周绾压着心里的跳,装作无意地抱怨:“房间里的空调吹得太干,夜里总醒,睡不好。听说友谊商店新到了日本进口的加湿器,噪音小,要是方便的话,下次出去能不能去看看?”她把需求说得具体又合理,连理由都找得恰到好处。
既不像刻意要出门,又需要足够的时间在商店里周旋。
陈助理低头记了下来,没多问,只说会转告。周绾知道,这句话会原原本本地传到霍知行耳朵里。这是她小心翼翼抛出去的试探,也是在为自己争取那一点点可能的空隙。
然后是最要紧的事,藏好那些不能丢的东西。
血玉簪和怀表不能再放在房间里了。
她太清楚,一旦她消失,这里会被翻得底朝天。
她想到了花园里的玻璃花房,那里人来人往,却也最容易藏住东西。
那天下午阳光很好,暖融融地洒在花房里,月季开得正艳,龟背竹的叶子大得像伞。她抱着本书坐在长椅上,趁园丁在浇另一边的三角梅,阿英低头盯着手机回复消息的空档,飞快地从包里摸出用油布纸裹得严实的簪子和怀表。土是刚松过的,带着点潮湿的泥土气,她把东西埋进那盆最大的龟背竹根部,又在最外面那片叶子上轻轻掐了个小印——浅得很,只有她自己能认出来。
这些东西是她的根啊。
是她和母亲楚念乔唯一的联系,是她记得自己是谁的证明,也是她逃出去后唯一的依靠。
绝不能丢。
最后是钱。
霍知行给她买过不少贵重的东西,珠宝、裙子,堆在衣柜里像小山,可现金却少得可怜。
她需要钱,需要能攥在手里、能买车票的钱。
她开始留意玄关的柜子。有时候霍知行会随手把口袋里的零钱放在那里,港币、人民币混在一起;有时候佣人买菜回来,会把找的零钱放在同一个地方。
她趁没人看见,每次只拿一点,不多拿,怕被发现。那些零碎的钱,她都藏在一支快用完的豆沙色口红管里,拧开盖子,里面的膏体早就挖空了,刚好能放下那些纸币和硬币。
这个过程让她想起小时候。
那时候她总在院子里捡糖纸,印着水果图案的、亮晶晶的糖纸,每次都小心翼翼地藏在枕头底下,那是她灰暗日子里唯一属于自己的秘密。现在藏钱,和当年藏糖纸一样,每一次伸手都像在走钢丝,怕摔下去,怕被人发现。

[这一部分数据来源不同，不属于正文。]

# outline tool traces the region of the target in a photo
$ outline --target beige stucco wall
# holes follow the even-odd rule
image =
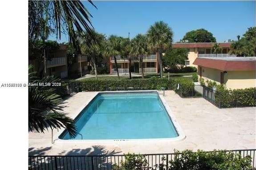
[[[198,69],[199,77],[199,68]],[[216,81],[217,84],[220,83],[220,72],[221,71],[217,69],[210,68],[202,67],[202,78],[204,79],[205,82],[207,80],[212,81]]]
[[[193,63],[197,57],[198,53],[197,48],[192,48],[189,49],[189,52],[187,55],[187,58],[189,61],[189,65],[187,65],[186,66],[191,66],[197,67],[197,66],[193,64]]]
[[[229,71],[224,75],[224,82],[229,89],[256,87],[255,71]]]
[[[199,70],[199,68],[198,69]],[[220,83],[220,73],[222,71],[210,68],[202,67],[202,78],[207,80]],[[199,77],[199,71],[198,71]],[[224,74],[224,83],[228,89],[245,89],[256,87],[256,72],[255,71],[228,71]]]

日子一天天过,她在霍知行面前演着戏。演一个慢慢“认命”、慢慢“温顺”,甚至试着“讨好”他的金丝雀。他在家的时候,她会泡一杯他常喝的龙井,茶烟轻轻飘着,他大多时候不碰,就那样放凉了;他看文件时,她就坐在旁边翻拍卖图册,那些珠宝玉器的图片没什么意思,她只是在等,等他偶尔扫过来的目光;他看她的时候,她会露出一个练了无数次的笑,带着点怯,带着点依赖,像他期望的那样。
可每一次笑,心里的冷就多一分。
她太清楚了,自己不过是从一座牢笼,换到了另一座更华丽的牢笼。牢笼的门没锁,却比锁死了更让人绝望。也正因如此,逃离的决心才越来越坚定,像埋在土里的种子,慢慢长出了根。
她开始在心里盘算路线。
广州火车站人多,容易混进去;长途汽车站或许更隐蔽,不容易被立刻找到。逃出去之后去哪里?北大荒。那个贞姨从来不许她提的地方,那个名字一说出口就会让空气变冷的地方。那里一定有她想知道的答案,一定有霍家的手伸不到的角落。
身体的变化也在悄悄来。早上会有点恶心,她就借口没胃口,躲在卫生间里忍过去;白天总觉得累,想睡觉,她就说晚上没睡好,在沙发上靠一会儿。这些小变化,她都藏得好好的,像藏着另一个秘密。
她像个最有耐心的猎手,也像个走在钢丝上的囚徒。
一步一步,冷静地,仔细地,为自己,也为肚子里的孩子,谋划着那一点点可能的生机。
原来那些看似暖的瞬间,全是假的,是戏。
而她现在,要把这最后一场戏,好好演完。